2018 Quality Payment Program Changes

2018 Quality Payment Program Changes

In early November, the Centers for Medicare and Medicaid Services (CMS) released a final rule updating the Medicare Quality Payment Program (QPP) for 2018 and beyond. While changes were finalized to both tracks of the QPP (Advanced APMs and Merit-Based Incentive Payment System [MIPS]), we will highlight those affecting MIPS since more physicians are participating in that track during the initial years of the program.

Performance Threshold

During the 2017 transitional year of the QPP, MIPS participants could avoid the 4 percent negative payment adjustment by earning just 3 points. As well, providers who chose to participate further in order to earn a positive payment adjustment could participate in all MIPS categories for just 90 days. For the 2018 performance year, MIPS participants must earn 15 points to avoid a 5 percent negative payment adjustment. Also, the performance period for the Advancing Care Information, Improvement Activities, and Cost performance categories remains 90 days, but providers must participate for 12 months in the Quality category.
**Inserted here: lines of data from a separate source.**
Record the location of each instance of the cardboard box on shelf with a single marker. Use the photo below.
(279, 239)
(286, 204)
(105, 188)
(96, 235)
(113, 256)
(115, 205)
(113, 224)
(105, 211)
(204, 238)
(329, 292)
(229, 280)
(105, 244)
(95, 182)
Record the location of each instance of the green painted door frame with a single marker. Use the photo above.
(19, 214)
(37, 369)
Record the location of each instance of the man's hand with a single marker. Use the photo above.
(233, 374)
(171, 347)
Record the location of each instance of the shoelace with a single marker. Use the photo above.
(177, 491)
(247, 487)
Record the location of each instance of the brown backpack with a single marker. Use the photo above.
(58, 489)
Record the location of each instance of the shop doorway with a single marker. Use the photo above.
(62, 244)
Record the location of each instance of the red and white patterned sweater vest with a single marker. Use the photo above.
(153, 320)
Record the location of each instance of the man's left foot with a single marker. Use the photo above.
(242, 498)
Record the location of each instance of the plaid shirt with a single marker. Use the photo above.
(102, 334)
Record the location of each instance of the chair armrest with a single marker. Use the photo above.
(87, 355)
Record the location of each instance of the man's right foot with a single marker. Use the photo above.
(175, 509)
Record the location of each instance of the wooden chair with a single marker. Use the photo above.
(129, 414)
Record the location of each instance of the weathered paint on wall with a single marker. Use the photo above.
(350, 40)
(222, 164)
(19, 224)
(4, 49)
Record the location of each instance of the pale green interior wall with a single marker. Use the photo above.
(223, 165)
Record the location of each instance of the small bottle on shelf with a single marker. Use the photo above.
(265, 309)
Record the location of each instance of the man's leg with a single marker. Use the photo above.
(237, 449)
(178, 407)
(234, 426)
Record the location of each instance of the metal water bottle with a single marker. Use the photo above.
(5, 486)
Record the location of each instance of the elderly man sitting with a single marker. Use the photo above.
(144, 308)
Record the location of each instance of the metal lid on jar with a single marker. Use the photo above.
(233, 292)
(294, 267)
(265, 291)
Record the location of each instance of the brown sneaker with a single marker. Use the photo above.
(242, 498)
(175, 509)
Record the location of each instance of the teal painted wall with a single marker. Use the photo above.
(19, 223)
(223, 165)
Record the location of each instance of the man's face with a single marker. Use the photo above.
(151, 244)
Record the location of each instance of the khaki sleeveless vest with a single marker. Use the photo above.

Scoring and Payment Adjustments

Payment adjustments for 2018/2020 will be +/- 5 percent up from +/- 4 percent in 2017/2019. The various performance categories will be weighted as follows for 2018/2020: Cost — 10 percent (rather than 0 percent as proposed); Quality — 50 percent (rather than 60 percent as proposed); Improvement Activities — 15 percent; and Advancing Care Information (ACI) — 25 percent.

Low Volume Threshold

Among the biggest proposed changes is increasing the low-volume threshold to exclude individual MIPS eligible clinicians or groups with up to $90,000 in Part B allowed charges or up to 200 Part B beneficiaries. For year one, the threshold was up to $30,000 in Part B allowed charges or up to 100 Part B beneficiaries.

Virtual Groups

Another important change to the program for the 2018 performance year (2020 payment year) is the addition of the Virtual Groups participation option. Virtual Groups would comprise solo practitioners and groups of 10 or fewer eligible clinicians who come together “virtually” with at least one other such solo practitioner or group to participate in MIPS for a performance period of a year.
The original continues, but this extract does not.